We only want to be learning things about the cancer and learning things for our patients that will be able to help us have the patients do better and have a better outcome. If we send a Signatera test, we don’t yet have a way to use that data to help somebody do better in the long run. It’s a very exciting technology, but for me, personally, I need to see it be clinically helpful for people, to help people have a better outcome from their breast cancer before it’s something that I would want to be encouraging people to do.
Are there any updates to share for early-stage triple-negative breast cancer? Which patients are now being offered KEYTRUDA?
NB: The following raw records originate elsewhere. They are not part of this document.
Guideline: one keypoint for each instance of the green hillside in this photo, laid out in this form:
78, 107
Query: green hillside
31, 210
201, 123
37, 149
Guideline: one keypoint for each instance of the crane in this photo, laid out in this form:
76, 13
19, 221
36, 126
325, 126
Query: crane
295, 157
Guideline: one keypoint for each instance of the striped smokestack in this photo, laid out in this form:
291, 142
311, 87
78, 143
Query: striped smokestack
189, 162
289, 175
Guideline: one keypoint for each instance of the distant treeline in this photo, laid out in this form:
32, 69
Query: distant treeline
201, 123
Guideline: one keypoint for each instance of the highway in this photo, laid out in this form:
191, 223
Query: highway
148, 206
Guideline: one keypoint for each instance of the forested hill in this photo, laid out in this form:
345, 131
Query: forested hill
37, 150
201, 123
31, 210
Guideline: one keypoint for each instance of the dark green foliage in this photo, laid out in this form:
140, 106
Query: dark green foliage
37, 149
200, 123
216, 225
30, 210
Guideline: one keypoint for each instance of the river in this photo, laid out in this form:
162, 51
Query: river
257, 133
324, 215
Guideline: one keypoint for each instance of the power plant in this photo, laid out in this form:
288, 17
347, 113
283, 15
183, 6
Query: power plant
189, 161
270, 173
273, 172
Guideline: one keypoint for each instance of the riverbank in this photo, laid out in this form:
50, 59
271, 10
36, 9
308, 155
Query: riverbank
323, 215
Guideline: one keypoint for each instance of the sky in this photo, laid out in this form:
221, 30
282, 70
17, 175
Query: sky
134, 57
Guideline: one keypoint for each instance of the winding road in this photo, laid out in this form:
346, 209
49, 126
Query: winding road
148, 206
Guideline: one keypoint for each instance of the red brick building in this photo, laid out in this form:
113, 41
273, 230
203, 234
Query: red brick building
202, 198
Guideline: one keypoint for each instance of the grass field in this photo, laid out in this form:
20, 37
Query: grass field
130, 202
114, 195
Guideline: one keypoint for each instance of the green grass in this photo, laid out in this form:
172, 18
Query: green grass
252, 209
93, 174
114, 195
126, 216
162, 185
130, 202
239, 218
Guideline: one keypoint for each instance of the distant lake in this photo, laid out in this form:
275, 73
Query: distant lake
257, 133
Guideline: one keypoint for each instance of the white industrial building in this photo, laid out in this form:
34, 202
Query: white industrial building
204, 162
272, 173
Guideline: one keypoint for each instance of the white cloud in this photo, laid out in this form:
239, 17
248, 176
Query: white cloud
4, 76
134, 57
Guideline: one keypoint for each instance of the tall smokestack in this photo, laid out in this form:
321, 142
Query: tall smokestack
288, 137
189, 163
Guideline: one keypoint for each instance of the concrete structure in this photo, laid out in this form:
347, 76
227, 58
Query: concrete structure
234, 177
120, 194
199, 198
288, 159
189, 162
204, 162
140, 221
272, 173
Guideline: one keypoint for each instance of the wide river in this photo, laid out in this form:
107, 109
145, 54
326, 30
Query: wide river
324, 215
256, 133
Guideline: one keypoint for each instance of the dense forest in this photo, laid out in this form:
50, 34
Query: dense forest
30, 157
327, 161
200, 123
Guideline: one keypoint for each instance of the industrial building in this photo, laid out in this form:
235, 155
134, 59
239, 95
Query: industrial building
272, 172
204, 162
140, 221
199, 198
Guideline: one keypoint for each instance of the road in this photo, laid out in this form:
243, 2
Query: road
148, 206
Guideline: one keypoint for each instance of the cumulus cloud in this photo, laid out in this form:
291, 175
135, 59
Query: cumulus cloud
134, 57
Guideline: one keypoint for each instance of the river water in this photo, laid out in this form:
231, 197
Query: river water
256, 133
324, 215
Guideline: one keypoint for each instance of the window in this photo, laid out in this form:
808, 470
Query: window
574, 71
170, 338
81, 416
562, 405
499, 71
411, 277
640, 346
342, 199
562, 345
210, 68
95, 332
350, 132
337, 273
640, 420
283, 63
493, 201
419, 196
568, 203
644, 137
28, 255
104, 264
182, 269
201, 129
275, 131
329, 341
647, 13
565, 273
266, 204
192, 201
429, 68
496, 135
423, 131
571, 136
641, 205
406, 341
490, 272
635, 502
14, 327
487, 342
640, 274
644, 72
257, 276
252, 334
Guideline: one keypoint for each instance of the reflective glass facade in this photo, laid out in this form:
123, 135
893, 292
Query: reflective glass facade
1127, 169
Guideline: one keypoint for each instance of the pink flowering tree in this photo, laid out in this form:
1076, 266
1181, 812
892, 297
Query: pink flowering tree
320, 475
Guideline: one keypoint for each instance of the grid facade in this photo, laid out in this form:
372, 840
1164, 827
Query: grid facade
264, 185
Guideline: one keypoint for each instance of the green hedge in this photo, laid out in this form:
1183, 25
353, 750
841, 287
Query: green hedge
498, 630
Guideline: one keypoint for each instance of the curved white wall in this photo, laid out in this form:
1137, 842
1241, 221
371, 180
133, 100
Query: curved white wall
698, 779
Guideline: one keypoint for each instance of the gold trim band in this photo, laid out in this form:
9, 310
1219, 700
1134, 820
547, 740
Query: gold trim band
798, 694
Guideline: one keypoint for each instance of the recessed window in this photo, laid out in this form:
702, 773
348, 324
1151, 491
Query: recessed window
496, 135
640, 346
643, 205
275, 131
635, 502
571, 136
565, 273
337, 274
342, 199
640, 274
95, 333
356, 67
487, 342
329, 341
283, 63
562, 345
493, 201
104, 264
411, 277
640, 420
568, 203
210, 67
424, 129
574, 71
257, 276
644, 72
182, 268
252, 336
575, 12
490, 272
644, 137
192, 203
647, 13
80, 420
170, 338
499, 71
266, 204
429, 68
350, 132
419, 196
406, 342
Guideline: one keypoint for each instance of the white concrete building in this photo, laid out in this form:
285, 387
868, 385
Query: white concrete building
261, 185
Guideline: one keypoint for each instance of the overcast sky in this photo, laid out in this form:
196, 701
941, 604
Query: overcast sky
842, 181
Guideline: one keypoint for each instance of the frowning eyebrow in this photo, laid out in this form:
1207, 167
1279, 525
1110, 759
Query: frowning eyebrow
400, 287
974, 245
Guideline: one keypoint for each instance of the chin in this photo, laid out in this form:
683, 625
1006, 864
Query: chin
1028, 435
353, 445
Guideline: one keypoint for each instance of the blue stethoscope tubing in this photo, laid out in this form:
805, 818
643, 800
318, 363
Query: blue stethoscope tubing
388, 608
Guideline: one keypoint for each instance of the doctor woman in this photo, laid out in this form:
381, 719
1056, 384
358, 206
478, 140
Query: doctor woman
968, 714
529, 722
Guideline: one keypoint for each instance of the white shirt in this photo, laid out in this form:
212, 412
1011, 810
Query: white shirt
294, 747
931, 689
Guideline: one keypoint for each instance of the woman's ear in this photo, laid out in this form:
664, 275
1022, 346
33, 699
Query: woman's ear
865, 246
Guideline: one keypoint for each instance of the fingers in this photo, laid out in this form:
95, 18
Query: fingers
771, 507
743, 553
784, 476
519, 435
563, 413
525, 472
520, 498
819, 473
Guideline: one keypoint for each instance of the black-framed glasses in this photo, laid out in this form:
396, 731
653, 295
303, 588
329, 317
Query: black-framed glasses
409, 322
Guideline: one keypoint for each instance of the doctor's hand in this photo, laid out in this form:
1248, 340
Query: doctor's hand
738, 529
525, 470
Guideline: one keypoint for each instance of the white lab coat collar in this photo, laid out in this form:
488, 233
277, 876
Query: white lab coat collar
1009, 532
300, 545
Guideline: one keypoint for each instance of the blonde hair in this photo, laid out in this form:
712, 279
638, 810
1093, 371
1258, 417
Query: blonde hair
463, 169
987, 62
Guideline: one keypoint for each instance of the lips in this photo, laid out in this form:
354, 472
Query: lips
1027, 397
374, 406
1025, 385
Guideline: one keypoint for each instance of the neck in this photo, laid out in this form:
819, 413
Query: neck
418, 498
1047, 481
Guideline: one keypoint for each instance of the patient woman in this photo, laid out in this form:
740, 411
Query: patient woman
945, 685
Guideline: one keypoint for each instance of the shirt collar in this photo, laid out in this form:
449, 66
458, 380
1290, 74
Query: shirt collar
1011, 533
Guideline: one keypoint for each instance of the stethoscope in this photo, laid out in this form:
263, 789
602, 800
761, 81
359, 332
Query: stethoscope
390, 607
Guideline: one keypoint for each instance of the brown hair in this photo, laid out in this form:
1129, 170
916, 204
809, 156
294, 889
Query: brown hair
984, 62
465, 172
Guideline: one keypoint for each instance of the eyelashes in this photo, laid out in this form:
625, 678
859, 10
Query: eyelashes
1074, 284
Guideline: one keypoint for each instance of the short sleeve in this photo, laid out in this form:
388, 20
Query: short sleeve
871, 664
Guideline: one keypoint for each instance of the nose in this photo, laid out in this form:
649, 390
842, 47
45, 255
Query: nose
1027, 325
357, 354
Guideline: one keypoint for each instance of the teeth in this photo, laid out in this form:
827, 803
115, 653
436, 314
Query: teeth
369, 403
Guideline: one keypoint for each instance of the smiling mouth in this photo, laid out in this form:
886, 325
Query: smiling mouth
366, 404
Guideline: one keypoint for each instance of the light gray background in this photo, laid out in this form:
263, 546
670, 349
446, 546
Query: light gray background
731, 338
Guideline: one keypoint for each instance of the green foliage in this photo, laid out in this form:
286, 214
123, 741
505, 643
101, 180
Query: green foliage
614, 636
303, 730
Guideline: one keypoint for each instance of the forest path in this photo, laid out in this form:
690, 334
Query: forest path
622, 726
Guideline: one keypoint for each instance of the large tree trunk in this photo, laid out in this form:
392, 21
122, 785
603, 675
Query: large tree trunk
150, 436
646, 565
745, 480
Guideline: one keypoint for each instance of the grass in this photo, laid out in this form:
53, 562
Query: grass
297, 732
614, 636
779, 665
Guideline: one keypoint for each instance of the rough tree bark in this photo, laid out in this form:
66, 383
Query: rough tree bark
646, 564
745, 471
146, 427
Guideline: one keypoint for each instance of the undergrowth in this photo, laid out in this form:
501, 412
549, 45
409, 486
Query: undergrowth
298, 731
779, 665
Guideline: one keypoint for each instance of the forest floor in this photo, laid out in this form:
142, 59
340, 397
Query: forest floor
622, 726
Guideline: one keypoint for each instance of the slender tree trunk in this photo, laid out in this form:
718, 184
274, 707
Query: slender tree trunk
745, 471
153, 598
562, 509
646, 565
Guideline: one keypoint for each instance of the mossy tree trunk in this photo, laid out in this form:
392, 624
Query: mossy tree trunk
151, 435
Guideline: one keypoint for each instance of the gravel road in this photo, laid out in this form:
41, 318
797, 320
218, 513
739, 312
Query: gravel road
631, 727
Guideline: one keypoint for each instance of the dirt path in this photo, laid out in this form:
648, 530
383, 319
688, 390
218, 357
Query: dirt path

Dr. Mayer: Immunotherapy through a drug called pembrolizumab, also known as KEYTRUDA. Immunotherapy means medicines that stimulate our immune system to target and fight cancer like our immune system fights infections. These medicines have revolutionized cancer care, particularly for some kinds of cancer like melanoma, kidney cancer, and lung cancer.
For breast cancer, the use of these medicines have been more limited to triple-negative breast cancer. Currently, for patients who are presenting with stage II or III triple-negative breast cancer, rather than jump right to surgery, the preference is we give our chemotherapy, and we give the pembrolizumab beforehand to try to maximally shrink the cancer and get the patient ready for surgery. That’s a maneuver that not only helps facilitate surgery but also helps to prevent the cancer from coming back. The pembrolizumab is also used in some patients with metastatic triple-negative breast cancer. There’s a lot of research to try to expand the use of the drug outside of just the triple-negative disease.